Wind Run Changes: The Dominant Factor Affecting Pan Evaporation Trends in Australia

Rayner, D. P.
July 2007
Journal of Climate;Jul2007, Vol. 20 Issue 14, p3379
Academic Journal
The Class A pan evaporation rates at many Australian observing stations have reportedly decreased between 1970 and 2002. That pan evaporation rates have decreased at the same time that temperatures have increased has become known as the “pan evaporation paradox.” Pan evaporation is primarily dependant on relative humidity, solar radiation, and wind. In this paper, trends in observed pan evaporation in Australia during the period 1975–2004 were attributed to changes in other climate variables using a Penman-style pan evaporation model.
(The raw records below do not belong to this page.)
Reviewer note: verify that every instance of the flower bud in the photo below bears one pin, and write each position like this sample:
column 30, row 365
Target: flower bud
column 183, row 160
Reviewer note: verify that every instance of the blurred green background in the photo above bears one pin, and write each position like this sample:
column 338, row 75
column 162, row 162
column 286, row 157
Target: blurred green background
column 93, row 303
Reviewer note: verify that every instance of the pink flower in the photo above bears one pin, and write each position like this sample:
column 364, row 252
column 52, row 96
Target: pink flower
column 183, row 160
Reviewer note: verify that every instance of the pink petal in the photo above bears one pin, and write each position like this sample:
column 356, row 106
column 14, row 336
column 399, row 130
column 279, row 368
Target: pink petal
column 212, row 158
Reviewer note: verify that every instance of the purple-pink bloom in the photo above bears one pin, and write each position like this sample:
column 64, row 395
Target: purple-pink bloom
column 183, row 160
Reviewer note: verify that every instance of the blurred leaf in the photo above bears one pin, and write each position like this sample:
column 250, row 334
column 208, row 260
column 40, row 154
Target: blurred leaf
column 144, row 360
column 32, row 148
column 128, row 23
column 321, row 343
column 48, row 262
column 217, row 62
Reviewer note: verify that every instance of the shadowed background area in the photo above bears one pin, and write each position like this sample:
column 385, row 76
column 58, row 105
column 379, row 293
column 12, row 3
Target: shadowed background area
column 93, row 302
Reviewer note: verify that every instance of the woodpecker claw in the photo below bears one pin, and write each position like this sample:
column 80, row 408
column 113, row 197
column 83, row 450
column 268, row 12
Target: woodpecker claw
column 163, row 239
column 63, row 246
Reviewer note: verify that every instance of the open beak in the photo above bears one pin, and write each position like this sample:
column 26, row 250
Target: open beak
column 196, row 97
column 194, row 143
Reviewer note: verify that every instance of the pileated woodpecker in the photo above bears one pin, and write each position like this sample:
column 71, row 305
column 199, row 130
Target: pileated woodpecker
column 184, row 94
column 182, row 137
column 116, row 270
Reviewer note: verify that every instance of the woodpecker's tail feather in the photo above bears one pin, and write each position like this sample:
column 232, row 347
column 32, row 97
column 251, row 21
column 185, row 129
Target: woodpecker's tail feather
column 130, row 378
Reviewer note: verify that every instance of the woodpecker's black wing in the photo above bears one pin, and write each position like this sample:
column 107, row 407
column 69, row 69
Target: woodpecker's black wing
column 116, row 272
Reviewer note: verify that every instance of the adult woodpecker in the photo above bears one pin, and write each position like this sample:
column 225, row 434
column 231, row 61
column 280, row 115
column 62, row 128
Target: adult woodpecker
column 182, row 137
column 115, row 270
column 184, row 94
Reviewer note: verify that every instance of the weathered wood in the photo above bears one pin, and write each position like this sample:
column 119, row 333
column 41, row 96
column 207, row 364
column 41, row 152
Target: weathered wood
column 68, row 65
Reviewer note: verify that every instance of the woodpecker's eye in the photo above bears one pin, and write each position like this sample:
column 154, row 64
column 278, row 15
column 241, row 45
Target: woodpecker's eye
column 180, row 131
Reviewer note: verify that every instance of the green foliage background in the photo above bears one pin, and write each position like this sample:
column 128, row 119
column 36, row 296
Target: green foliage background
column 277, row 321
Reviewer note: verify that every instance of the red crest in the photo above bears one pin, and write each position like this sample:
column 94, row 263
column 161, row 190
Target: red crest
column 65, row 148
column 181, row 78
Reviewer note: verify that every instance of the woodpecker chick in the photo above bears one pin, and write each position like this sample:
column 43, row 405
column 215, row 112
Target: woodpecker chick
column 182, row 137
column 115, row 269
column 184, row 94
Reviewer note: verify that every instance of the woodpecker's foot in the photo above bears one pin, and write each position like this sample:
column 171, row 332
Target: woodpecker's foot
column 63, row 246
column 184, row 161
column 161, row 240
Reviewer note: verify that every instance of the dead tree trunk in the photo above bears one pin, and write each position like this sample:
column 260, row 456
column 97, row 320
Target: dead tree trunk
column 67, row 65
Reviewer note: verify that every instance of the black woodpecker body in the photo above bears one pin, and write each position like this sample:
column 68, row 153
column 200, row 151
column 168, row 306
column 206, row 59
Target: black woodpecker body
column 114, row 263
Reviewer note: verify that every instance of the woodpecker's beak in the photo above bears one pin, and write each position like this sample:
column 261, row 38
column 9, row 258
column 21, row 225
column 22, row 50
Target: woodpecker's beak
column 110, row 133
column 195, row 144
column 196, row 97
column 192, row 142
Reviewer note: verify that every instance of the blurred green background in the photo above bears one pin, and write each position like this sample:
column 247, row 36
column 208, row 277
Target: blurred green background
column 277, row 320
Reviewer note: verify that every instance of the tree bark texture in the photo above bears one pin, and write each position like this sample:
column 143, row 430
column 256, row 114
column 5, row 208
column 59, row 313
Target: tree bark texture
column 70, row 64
Trends in daily average wind speed (termed wind run) were found to be an important cause of trends in pan evaporation. This result is a significant step toward resolving the pan evaporation paradox for Australia. Data inspection and interstation comparison revealed that some of the significant wind run trends were discontinuous or spatially uncorrelated. These analyses raised the possibility that some of the changes in observed wind run, and by implication some of the significant changes in pan evaporation, may represent changes in the local environment surrounding the observing stations. Daily pressure gradients and NCEP–NCAR reanalysis wind surfaces were analyzed in an attempt to identify any climatological wind run trends associated with large-scale changes in atmospheric circulations. Unfortunately, the trends from the two data sources were not consistent, and the challenge remains to conclusively identify the cause or causes of the changes in observed station wind run in Australia.